I want to jab someone with my elbow, smile reflectively, sip a cup of coffee and journey into --

"Remember that time I nearly got sent back to Philadelphia?

"When you sat brokenly on your suitcase outside of George's?"

"The time I danced until four in the morning at an Irish wedding in Westport?"

"When you were stranded in Cork and had to fly by the seat of your pants and be okay with it?"

"The time I experienced freedom from time in the Burren?"

"When you took the wrong ferry to Wales?"

"God, that was awful."

"No it wasn't. It was the wrong ferry. Big deal, Bourget."

"The time I first met up with Jeremy and found out he'd already read most of my blog entries?"

"That was pretty cool, wasn't it?"

"Made me realize why I write."

"Pretty cool."

"The time I watched Charlotte work with Peter and remembered what it's like to watch someone dance with horses?"

"When you tried Jack's f*cking amazing green chilli sauce."

"The time I went biking with Pascaline and found out that her gears and brakes weren't working? haha... oh my god, that was hysterical. Especially going down that hill. Haha..."

"Hysterical for you."

"Haha... yeah."

"And when you opened the email from Baris, giving you directions to his apartment in Nice with a "big squeezing hug"?" 

"That was a good time."

"Yeah. Yeah, it was."

Preconceptions:

Remember that thing I said about most people having "good teeth"? I think I take that back. Teeth have character here. I like it.

Challenges:

Artisan cheddar cheese!

 Pimm's! Really good... wish I had this for rafting trips in Colorado. I would get quite tipsy and not be made fun of for bringing glass on the river.


Oscar. King of couch.

This is the back garden of a pub in Lacey Green called "The Pink and Lilly". It had great facilities and was fantastic for dogs and kids, but dreadful staff. So brusque and impolite.

Lucy!

The tiny pony I rode on a hack with Anne and Pascaline.

Mouse. One of the many farmyard cats and quite assuredly the most dignified.




Princes Risborough

The signs for the Phoenix Trail

Bee. One of the many farmyard dogs, and assuredly the most diva-like.

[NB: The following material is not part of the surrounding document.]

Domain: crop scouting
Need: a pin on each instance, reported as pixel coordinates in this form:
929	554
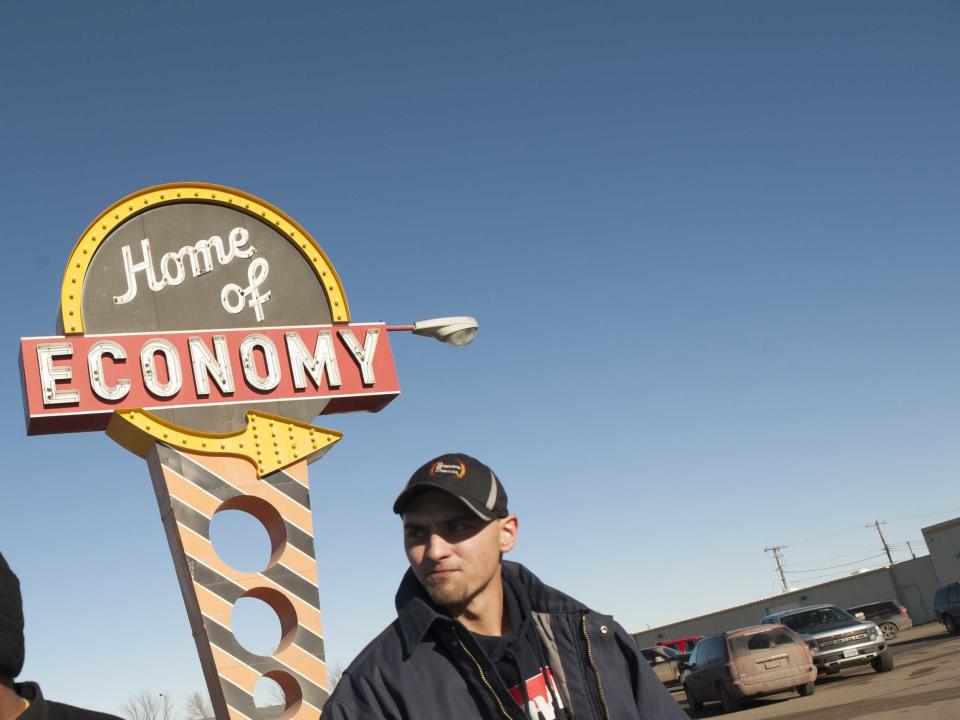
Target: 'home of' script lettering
173	269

Pascaline. I was pleasantly surprised to discover that the neighborhood workawayer was actually the sort of person I'd love to be friends with outside of this environment. When volunteering in a new country, hosts (if they're the considerate type) will often try to set you up with other volunteers in that area. There seems to be an expectation that since you're both the same age and you're both volunteering, you're bound get on like a house on fire. In France, this was most certainly not the case, as I found the other workaway girl (from England, oddly enough) extremely tedious. But Pascaline is lovely. I hope we stay in touch.